Now to the question of distance.

Screen Shot 2015-06-22 at 10.01.43 PM
When we look at the biplot above, generated in R from the mean-adjusted data above, we notice a general shape to the data. We could use statistics to describe the trend — there is a negative covariance between FirstPerson and AbstractConcept LATs — but we can already see that as FirstPerson tokens increase, the proportion of AbstractConcept tokens tends to decrease. The trend is a rough one, but there is the suggestion of a diagonal line running from the upper left hand side of the graph toward the lower right.

What does “distance” mean in this space? It depends on a few things. First, it depends on how the data is centered — here we have done so by subtracting the column means from each entry. Our choice of a scale on either axis will also affect apparent distances, as will our choice of the units represented on the axes. (One can tick off standard deviations around the mean, for example, rather than the original units, which we have not done). These contingencies point up an important fact: distance is only meaningful because the space is itself meaningful — because we can give a precise account of what it means to move an item up or down either of these two axes.

Just as important: distances in this space are a caricature of the linguistic complexity of these plays. We have strategically reduced that complexity in order to simplify a set of comparisons. Under these constraints, it is meaningful to say that Henry V is “closer” to Macbeth than it is to Comedy of Errors. In the image above, you can compare these distances between the labelled texts. The first two plays, connected by the red line, are “closer” given the definitions of what is being measured and how those measured differences are represented in a visual field.

When we plot the data in a two dimensional biplot, we can “see” closeness according to these two dimensions. But if you recall the initial .csv file returned by Ubiq+ity, you know that there can be many more columns — and so, many more dimensions — that can be used to plot distances.

Screen Shot 2015-06-23 at 8.56.23 AM

What if we had scattered all 38 of our points (our plays) in a space that had more than the two dimensions shown in the biplot above? We could have done so in three dimensions — plotting three columns instead of two — but once we arrive at four dimensions we are beyond the capacity for simple visualization.  Yet there may be a similar co-paterning (covariance) among LATs in these higher dimensional spaces, analogous to the ones we can “see” in two dimensions. What if , for example,the frequency of Anger decreases alongside that of AbstractConcepts just when FirstPerson instances increase? How should we understand the meaning of comparatives such as “closer together” and “further apart” in such multidimensional spaces? For that, we need techniques of dimension reduction.

In the next post, I will describe my own attempts to understand a common technique for dimension reduction known as Principal Component Analysis. It took about two years for me to figure that out — however imperfectly — and I wanted to pass that along in case others are curious.

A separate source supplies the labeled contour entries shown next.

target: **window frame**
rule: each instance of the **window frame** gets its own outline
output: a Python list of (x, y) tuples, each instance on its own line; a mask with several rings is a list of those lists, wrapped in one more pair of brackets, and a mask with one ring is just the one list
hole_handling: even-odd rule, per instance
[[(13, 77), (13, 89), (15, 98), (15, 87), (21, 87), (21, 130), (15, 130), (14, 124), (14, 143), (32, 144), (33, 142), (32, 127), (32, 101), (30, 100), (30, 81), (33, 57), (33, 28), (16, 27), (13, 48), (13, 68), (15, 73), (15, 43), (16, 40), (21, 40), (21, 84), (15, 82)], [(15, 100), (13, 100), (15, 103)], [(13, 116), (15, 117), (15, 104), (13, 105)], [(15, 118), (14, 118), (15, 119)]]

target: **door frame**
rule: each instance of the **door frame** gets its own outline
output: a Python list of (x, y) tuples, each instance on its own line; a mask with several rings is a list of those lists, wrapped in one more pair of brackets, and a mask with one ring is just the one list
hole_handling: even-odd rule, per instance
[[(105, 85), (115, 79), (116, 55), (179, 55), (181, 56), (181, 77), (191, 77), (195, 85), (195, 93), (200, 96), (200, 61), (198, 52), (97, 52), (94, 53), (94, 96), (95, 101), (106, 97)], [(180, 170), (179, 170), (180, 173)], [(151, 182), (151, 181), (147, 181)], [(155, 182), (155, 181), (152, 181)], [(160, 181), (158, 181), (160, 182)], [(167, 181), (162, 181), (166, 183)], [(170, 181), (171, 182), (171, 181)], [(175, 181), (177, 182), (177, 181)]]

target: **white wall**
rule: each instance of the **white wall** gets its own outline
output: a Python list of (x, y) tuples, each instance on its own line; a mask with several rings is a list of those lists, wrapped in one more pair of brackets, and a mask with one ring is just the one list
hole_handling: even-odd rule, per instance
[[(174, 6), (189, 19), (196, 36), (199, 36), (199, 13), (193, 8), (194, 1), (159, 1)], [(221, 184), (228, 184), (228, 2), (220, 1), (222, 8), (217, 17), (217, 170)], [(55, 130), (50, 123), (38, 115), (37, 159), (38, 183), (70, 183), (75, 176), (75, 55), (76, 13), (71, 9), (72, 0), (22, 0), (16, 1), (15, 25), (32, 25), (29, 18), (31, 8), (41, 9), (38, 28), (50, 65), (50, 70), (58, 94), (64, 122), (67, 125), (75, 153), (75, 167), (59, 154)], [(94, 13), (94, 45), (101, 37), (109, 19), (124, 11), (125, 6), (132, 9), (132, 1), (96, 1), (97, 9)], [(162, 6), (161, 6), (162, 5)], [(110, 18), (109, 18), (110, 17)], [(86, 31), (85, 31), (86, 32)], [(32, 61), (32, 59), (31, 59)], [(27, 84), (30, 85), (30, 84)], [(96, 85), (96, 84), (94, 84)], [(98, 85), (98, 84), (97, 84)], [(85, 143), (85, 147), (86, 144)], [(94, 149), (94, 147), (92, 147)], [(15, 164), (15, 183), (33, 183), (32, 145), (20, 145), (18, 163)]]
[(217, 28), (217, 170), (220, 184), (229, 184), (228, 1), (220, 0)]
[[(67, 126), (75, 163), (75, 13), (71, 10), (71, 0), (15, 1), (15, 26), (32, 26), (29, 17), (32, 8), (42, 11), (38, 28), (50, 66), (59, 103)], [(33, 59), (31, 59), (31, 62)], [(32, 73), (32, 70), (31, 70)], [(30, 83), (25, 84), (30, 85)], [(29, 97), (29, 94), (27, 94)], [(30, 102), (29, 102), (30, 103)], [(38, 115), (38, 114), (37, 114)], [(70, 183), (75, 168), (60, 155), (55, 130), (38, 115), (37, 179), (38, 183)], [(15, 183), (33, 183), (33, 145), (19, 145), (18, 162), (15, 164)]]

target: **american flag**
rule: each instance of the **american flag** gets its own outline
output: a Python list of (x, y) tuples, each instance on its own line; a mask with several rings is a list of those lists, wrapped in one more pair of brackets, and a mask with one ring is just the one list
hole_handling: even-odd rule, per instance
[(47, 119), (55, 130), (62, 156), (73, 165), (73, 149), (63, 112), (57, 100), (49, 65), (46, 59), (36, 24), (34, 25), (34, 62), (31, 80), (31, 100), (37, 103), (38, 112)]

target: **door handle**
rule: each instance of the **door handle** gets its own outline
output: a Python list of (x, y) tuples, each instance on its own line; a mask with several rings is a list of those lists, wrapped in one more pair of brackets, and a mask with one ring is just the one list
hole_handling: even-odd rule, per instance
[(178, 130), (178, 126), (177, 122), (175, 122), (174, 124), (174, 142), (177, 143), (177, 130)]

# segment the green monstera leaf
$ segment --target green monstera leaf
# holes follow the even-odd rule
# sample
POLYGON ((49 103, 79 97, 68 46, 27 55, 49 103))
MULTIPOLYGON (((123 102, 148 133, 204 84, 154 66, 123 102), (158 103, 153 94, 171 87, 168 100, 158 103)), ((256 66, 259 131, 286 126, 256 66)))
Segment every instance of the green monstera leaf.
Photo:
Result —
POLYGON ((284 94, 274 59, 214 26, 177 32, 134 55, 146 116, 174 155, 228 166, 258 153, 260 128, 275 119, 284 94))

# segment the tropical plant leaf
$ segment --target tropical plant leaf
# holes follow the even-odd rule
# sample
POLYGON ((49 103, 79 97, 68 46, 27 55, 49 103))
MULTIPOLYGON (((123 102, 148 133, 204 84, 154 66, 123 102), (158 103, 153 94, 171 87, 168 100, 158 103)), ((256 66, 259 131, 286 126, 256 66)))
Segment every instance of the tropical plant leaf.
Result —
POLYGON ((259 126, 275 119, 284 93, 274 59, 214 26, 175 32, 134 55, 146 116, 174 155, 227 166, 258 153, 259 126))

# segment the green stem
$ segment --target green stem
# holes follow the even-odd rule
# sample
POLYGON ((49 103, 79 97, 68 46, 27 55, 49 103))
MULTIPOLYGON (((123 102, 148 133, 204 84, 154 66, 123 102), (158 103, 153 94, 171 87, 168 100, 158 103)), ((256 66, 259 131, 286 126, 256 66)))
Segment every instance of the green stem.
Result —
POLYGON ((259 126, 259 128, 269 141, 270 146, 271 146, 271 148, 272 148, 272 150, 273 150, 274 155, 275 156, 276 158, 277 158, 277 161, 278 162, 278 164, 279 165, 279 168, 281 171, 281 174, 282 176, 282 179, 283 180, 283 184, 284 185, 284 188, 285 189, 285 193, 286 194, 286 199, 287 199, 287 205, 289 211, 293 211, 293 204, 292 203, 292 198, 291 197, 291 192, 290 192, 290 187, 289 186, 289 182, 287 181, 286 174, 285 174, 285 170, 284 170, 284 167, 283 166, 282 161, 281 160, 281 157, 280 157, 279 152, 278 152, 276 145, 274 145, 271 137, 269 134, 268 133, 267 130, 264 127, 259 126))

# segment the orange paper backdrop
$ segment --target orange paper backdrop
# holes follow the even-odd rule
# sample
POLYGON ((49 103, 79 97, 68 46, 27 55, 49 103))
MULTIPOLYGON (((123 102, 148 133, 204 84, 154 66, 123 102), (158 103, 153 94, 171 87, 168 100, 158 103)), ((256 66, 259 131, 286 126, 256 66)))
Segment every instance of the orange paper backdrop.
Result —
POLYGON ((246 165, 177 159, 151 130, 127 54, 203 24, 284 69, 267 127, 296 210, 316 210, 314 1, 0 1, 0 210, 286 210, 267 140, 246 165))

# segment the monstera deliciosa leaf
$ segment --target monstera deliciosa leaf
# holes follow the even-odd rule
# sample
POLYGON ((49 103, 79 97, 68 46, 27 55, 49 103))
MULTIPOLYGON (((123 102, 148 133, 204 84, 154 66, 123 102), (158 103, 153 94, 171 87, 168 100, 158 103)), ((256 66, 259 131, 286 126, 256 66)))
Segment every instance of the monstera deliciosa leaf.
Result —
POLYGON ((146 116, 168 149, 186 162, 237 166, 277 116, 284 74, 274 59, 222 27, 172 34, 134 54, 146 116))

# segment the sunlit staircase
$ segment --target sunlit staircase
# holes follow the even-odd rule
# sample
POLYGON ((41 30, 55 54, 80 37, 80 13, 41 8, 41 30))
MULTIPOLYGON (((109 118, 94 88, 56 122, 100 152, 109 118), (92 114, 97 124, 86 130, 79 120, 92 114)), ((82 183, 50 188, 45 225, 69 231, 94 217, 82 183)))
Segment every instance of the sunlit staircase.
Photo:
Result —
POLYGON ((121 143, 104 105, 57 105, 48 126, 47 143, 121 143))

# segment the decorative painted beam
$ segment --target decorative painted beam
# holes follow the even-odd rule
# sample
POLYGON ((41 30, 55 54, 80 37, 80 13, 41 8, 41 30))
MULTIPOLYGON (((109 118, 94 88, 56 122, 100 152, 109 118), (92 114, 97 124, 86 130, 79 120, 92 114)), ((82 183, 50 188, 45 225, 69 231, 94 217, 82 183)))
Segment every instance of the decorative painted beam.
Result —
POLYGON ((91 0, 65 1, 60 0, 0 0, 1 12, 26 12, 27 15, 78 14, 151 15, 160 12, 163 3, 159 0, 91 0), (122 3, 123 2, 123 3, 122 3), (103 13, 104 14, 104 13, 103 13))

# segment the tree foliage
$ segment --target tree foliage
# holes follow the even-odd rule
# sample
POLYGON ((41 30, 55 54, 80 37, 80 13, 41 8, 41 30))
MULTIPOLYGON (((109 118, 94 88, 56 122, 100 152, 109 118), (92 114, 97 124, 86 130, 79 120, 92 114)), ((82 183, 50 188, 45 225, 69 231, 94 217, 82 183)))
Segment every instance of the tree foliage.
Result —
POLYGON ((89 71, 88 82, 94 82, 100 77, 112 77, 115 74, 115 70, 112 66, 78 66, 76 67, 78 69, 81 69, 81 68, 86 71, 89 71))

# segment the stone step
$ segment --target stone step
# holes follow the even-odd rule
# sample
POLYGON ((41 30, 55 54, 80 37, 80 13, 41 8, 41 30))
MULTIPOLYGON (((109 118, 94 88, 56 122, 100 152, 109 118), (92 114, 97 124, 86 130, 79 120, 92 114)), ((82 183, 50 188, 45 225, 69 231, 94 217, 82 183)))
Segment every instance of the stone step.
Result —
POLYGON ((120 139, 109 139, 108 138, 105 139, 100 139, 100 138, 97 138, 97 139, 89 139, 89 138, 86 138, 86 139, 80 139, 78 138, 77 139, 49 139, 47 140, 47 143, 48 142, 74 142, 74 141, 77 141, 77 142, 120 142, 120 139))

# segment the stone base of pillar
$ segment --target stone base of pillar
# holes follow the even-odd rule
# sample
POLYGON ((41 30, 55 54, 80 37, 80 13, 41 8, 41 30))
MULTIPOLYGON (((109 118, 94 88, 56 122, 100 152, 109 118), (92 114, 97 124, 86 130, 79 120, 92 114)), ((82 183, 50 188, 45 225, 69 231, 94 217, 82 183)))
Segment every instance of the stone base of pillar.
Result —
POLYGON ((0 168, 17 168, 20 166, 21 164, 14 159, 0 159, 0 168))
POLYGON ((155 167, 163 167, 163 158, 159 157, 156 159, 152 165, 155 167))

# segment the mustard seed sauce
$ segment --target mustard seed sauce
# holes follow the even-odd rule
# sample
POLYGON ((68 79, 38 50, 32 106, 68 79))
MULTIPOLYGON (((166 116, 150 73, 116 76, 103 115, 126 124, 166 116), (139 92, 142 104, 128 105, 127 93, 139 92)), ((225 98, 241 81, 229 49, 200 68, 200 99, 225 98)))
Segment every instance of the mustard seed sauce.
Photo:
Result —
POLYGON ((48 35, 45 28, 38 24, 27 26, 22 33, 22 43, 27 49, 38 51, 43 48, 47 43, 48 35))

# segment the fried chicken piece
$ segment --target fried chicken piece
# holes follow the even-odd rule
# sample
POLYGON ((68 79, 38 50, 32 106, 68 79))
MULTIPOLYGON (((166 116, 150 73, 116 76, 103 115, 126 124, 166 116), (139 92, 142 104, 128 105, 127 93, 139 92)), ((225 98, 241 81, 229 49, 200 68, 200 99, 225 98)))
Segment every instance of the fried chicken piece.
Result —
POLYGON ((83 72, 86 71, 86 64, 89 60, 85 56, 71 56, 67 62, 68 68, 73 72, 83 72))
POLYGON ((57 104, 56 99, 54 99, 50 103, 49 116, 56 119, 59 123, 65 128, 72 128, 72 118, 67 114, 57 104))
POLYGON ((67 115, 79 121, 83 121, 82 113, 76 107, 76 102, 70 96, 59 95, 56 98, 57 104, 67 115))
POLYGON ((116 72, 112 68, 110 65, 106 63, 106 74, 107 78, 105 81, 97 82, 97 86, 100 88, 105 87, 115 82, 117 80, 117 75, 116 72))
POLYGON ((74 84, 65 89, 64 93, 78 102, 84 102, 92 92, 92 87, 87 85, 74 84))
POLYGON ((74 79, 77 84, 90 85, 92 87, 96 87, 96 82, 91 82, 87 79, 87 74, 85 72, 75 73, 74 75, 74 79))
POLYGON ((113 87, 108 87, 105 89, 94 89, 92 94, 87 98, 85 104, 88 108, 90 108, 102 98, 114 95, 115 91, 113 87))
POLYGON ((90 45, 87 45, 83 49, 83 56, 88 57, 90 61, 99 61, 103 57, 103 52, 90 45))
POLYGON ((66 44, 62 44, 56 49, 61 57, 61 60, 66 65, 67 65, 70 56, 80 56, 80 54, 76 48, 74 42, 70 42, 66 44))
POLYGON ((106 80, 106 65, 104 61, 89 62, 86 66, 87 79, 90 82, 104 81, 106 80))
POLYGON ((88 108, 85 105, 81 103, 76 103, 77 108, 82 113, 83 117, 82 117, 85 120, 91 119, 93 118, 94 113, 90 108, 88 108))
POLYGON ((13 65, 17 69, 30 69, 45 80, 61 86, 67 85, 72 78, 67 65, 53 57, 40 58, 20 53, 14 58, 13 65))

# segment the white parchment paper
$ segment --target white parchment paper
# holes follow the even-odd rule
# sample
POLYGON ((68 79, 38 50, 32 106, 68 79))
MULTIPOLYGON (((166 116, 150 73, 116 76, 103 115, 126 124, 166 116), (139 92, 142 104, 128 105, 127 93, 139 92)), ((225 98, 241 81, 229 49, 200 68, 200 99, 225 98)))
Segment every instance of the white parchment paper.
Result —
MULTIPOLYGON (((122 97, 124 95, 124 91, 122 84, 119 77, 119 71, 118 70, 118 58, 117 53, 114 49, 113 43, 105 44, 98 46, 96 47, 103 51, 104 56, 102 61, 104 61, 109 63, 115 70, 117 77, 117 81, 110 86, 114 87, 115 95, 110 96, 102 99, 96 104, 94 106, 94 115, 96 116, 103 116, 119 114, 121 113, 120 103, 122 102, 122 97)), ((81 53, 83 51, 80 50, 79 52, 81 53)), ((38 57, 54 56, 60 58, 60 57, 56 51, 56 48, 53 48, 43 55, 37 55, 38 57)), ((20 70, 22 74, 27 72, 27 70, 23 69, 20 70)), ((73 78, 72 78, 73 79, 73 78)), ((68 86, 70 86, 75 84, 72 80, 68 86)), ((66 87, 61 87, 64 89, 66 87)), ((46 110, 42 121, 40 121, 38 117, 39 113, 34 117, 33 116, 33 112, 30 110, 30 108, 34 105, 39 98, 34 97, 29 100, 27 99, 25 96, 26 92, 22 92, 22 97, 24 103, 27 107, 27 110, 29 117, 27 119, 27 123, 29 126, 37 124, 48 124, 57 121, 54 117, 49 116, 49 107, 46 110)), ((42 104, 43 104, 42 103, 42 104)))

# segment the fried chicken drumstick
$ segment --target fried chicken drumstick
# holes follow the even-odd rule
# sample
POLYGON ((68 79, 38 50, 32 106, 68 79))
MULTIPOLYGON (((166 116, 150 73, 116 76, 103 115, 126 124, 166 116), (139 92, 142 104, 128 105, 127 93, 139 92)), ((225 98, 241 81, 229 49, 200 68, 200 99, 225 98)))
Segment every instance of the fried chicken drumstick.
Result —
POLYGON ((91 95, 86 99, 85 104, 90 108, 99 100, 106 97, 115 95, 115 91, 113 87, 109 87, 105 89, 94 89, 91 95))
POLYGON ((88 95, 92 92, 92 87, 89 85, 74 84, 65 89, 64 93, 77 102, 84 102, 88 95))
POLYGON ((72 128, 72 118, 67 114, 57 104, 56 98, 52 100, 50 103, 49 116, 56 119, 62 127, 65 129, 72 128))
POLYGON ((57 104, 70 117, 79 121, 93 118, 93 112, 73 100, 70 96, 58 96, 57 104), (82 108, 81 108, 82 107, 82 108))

But it is important to understand that these more complex techniques are just extensions of something we can imagine in more simpler terms. And it is important to remember that there are very simple ways of visualizing distance — for example, an ordered list. We assessed distance visually in the biplot above, a distance that was measured according to two variables or dimensions. But we could have just as easily used only one dimension, say, Abstract Concepts. Here is the list of Shakespeare’s plays, in descending order, with respect to scores on AbstractConcepts:

Screen Shot 2015-06-23 at 9.04.56 AM

Even if we use only one dimension here, we can see once again that Henry V is “closer” to Macbeth than it is to Comedy of Errors. We could even remove the scores and simply use an ordinal sequence of this play, then this, then this. There would still be information about “distances” in this very simple, one dimensional, representation of the data.

Now we ask ourselves: which way of representing the distances between these tests is better? Well, it depends on what you are trying to understand, since distances — whether in one, two, or many more dimensions — are only distances according to the variables or features (LATs) that have been measured. In the next post, I’ll try to explain how the thinking above helped me understand what is happening in a more complicated form of dimension reduction called Principal Component Analysis. I’ll use the same mean adjusted data for FirstPerson and AbstractConcepts discussed here, providing the R code and spreadsheets so that others can follow along. The starting point for my understanding of PCA is an excellent tutorial by Jonathon Shlens, which will be the underlying basis for the discussion.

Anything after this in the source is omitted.